Cameron Leader-Picone
Professor and Director of Graduate Studies / Graduate Faculty
Ph.D. in African and African-American Studies, 2009, Harvard University
Email: cleader@ksu.edu
Office: English/Counseling Services Bldg. 108C
Phone: (785) 532-6716
Field of interest:
Contemporary African American Literature, The African American Literary Tradition, Postmodern Literature, African American Popular Culture, 20th Century American Literature, Popular Fiction.
My research and teaching focuses on contemporary African American literature and culture. I received my Ph.D. in African and African American Studies from Harvard University. I have been a Sheila Biddle Ford Foundation Fellow at the W. E. B Du Bois Center for the Study of Afro-American Research (now the Hutchins Center for African and African American Research) at Harvard University. My research has been funded by the National Endowment for the Humanities.
My first book, Black and More Than Black: African American Fiction in the Post Era (University Press of Mississippi, 2019), analyzes twenty-first century African American fiction through the proliferation of post categories that arose in the new millennium. These post categories—post-black, post-racialism, post-Soul—articulate a shift away from the racial aesthetics associated with the Black Arts Movement and argue for the individual agency of Black artists over the meaning of racial identity in their work. Analyzing key works by Colson Whitehead, Alice Randall, Chimamanda Ngozi Adichie, Paul Beatty, Jesmyn Ward, and Kiese Laymon, this book argues that twenty-first century African American fiction highlights the push and pull between claims of post-civil rights progress and the recognition of the entrenchment of structural racism. The book contextualizes this shift through the rise of, and presidency of, Barack Obama and the revision of Du Boisian double consciousness. It examines Obama through an analysis of the discourse surrounding his rise, Obama’s own writings, and his appearance as a character. The book concludes that while the claims of progress associated with Barack Obama’s presidency and the post era categories to which it was connected were overly optimistic, they represent a major shift towards an individualistic conception of racial identity that that continues to resist claims of responsibility imposed on Black artists.

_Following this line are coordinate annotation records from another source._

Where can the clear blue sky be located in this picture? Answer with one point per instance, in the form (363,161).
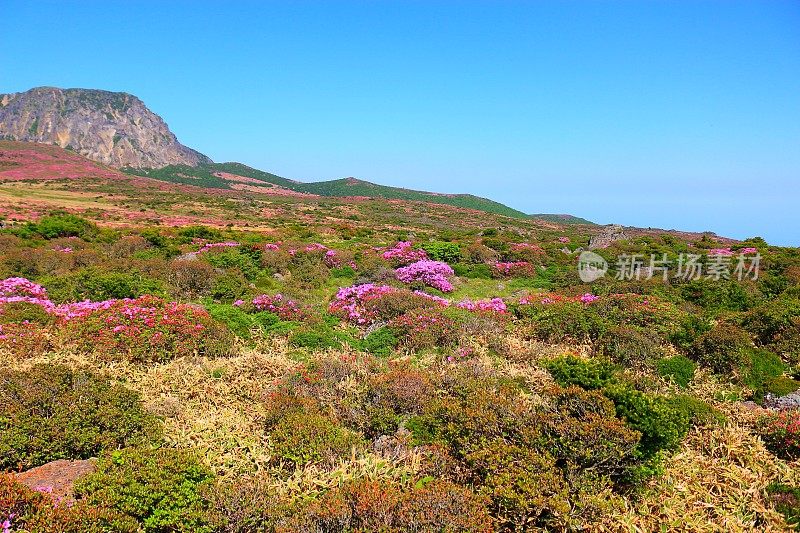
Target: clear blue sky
(673,114)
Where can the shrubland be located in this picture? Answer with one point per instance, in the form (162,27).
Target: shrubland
(330,378)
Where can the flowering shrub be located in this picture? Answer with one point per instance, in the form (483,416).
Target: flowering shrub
(351,302)
(53,412)
(161,489)
(285,308)
(24,509)
(781,433)
(216,245)
(432,273)
(513,269)
(425,328)
(147,329)
(496,305)
(402,253)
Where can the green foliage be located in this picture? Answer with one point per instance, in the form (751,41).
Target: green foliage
(53,412)
(630,346)
(722,348)
(95,284)
(24,312)
(380,342)
(787,501)
(160,488)
(678,368)
(589,374)
(63,225)
(449,252)
(762,372)
(662,424)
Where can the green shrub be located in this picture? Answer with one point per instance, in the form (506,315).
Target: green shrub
(189,233)
(630,346)
(449,252)
(661,424)
(380,342)
(64,225)
(159,488)
(473,271)
(96,285)
(307,436)
(678,368)
(787,501)
(722,348)
(29,510)
(53,412)
(236,259)
(229,286)
(587,373)
(18,312)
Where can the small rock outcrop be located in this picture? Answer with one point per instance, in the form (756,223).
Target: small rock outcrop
(115,129)
(609,234)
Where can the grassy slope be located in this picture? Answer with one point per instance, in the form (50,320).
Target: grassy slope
(203,176)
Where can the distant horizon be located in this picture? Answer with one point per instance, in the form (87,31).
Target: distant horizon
(674,115)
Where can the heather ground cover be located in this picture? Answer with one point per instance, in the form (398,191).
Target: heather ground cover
(394,375)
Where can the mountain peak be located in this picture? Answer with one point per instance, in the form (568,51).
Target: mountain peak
(113,128)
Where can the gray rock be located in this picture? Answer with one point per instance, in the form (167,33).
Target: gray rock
(115,129)
(609,234)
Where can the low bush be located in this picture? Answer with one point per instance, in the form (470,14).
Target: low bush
(678,368)
(630,346)
(722,348)
(23,509)
(53,412)
(148,329)
(380,342)
(781,433)
(365,505)
(159,488)
(662,424)
(448,252)
(302,434)
(786,500)
(587,373)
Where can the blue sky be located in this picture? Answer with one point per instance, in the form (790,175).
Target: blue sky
(664,114)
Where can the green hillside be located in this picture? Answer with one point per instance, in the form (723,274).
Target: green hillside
(203,176)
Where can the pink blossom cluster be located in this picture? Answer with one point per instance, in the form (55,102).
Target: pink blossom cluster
(464,351)
(402,253)
(720,251)
(432,273)
(444,302)
(589,298)
(524,246)
(285,308)
(21,287)
(350,301)
(330,259)
(213,245)
(512,268)
(496,305)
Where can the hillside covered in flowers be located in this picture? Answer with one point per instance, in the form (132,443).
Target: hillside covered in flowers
(362,377)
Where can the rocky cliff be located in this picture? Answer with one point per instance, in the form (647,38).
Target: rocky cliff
(116,129)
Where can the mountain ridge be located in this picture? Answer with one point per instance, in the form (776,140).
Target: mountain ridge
(113,128)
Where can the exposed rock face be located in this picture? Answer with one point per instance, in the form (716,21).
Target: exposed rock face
(609,234)
(115,129)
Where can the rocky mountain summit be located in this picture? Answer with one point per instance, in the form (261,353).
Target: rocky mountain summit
(113,128)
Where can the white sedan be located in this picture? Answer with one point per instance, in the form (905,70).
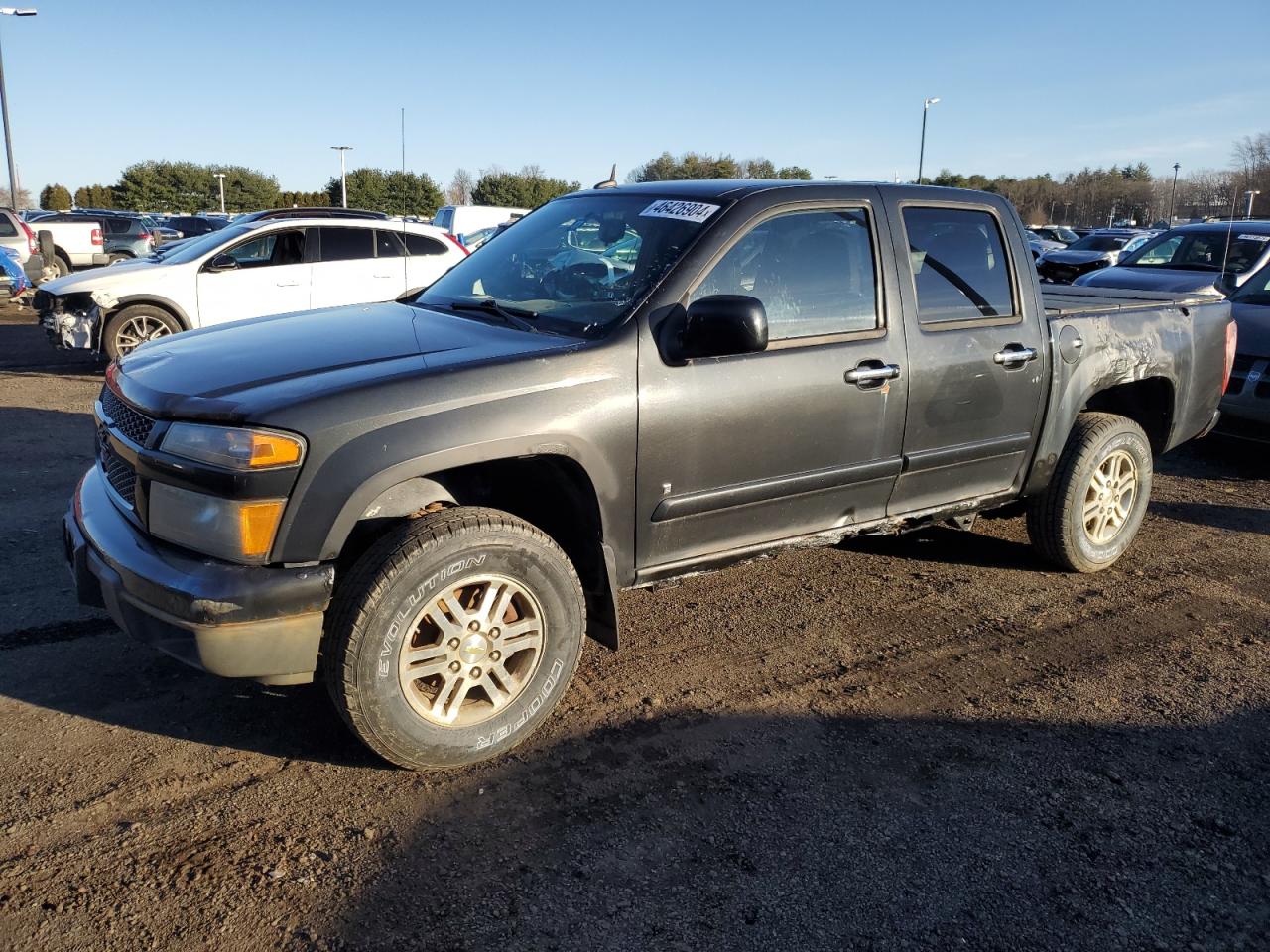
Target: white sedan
(245,271)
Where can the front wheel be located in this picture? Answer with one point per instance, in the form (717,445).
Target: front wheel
(453,636)
(1096,500)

I am currently working on a book analyzing the writing of first and second generation immigrants from Africa to the United States (under contract at Northwestern University Press), and another project focusing on the relationship between the representation of educational institutions in the post-Brown v. Board period and the construction of Black identity.
My published work includes “Post-black Stories: Colson Whitehead’s Sag Harbor and Racial Individualism” Contemporary Literature 56.3 (2015) and “An Unhyphenated Man: Alice Randall’s Rebel Yell and the Literary Age of Obama” MELUS 42.1 (2017). My essay “Pilgrims in an Unholy Land: The Challenge of African American Leadership in Aaron McGruder’s The Boondocks and Paul Beatty’s The White Boy Shuffle” was published in the volume Post-Soul Satire: Black Identity After Civil Rights, edited by Derek Maus and James J. Donahue (University Press of Mississippi, 2014). In addition, my essay “Whispering Racism in a Post-Racial World: Slavery and Postblackness in Paul Beatty’s The Sellout” appears in the forthcoming Slavery and the Post-Black Imagination, edited by Bertram Ashe and Ilka Saal.